For a while now, my characters have had separated arms – meaning they are not connected to the torso. I did this for a few reasons. Visually, I like the cartoon look it creates. But I also like the flexibility it provides while animating – shoulder deformations can be very difficult (and limiting).

The downside to this feature has been the cylindrical looking shoulders, which often gave the character a more ‘guarded’ or ‘on-edge’ look:

With the current project, I created a morph that tapered the shoulders to give them a more slanted look as the arms proceeded upward:

I created a morph rather than adjusting the model directly because I wanted the flexibility of turning the tapering on and off depending on the angle of the character relative to the camera (not to mention anything in between).

The change was pretty minor, but I really like the resulting ascetic. There are a few other changes made to the rig, and I hope to cover those in future posts.

posted by Pi Visuals at 2:55 am



May 16, 2017 : Voicing Choice Regret?

I could have voiced the character below (obviously on the left) but opted to have another do it. After looking at some early renders, part of me is regretting this choice.

For the record, the recorded voice is awesome. I just would have gotten an extra kick out of animating this character in my voice. It’s a bit selfish so I don’t really regret my decision. I just figured it would allow for a nice, quick update.
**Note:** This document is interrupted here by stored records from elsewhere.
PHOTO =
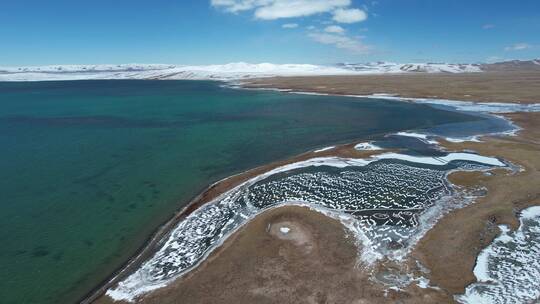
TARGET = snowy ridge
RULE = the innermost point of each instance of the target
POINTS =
(231, 71)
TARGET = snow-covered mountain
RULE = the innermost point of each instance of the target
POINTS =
(231, 71)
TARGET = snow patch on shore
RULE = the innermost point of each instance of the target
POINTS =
(367, 146)
(508, 270)
(187, 245)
posted by Pi Visuals at 1:11 am



May 6, 2017 : Milestones Reached

Production for the new short is moving along, although time to work on it is currently limited. Fortunately, I expect things to lighten up in about a week, which will allow significantly more time to devote toward the project. Below is a screenshot within Lightwave of one of the recently finished sequences:

The project is divided into three mini-episodes, and animation for the first is nearly complete. While I still need to do a good amount of After Effects and Post-Production on Episode One, I plan on delaying that part and jumping into Episode Two in a few days. Some design work and audio recording/ editing still need to take place before animation can begin, but I hope to get that out of the way within the week.

posted by Pi Visuals at 12:32 am



April 18, 2017 : Been Too Long

Yes, I know… I know. It’s been nearly a month since my last post. Rest assured, it hasn’t been due to laziness. Things have been super hectic; and while I’ve wanted to post quick updates on Production of the new short, I just haven’t had much time. That said, here’s a little tidbit:

Things are moving along – although due to other commitments, not quite as quickly as I’d liked. Most of my time is spent on animation, but I am also doing some Storyboarding and Audio recording/ editing. I hope things will start to free up, allowing for more dedicated time on the short (as well as posts).

posted by Pi Visuals at 8:27 pm



March 19, 2017 : Production Under Way… Sorta

It’s two weeks later than I wanted, but Production has started on the new short. Although, it’s worth pointing out several Pre-Production items still need to get completed. Over the past week, I have been alternating between the two phases.

One of the checklist items finished up early this week was set design. Surfacing is still getting tweaked, but I took a screenshot of the scene within Lightwave.

Animation hasn’t kicked off yet, but I have storyboarded and should begin facial animation soon. With Pre-Production winding down, I hope Production will really kick into high gear the next few days.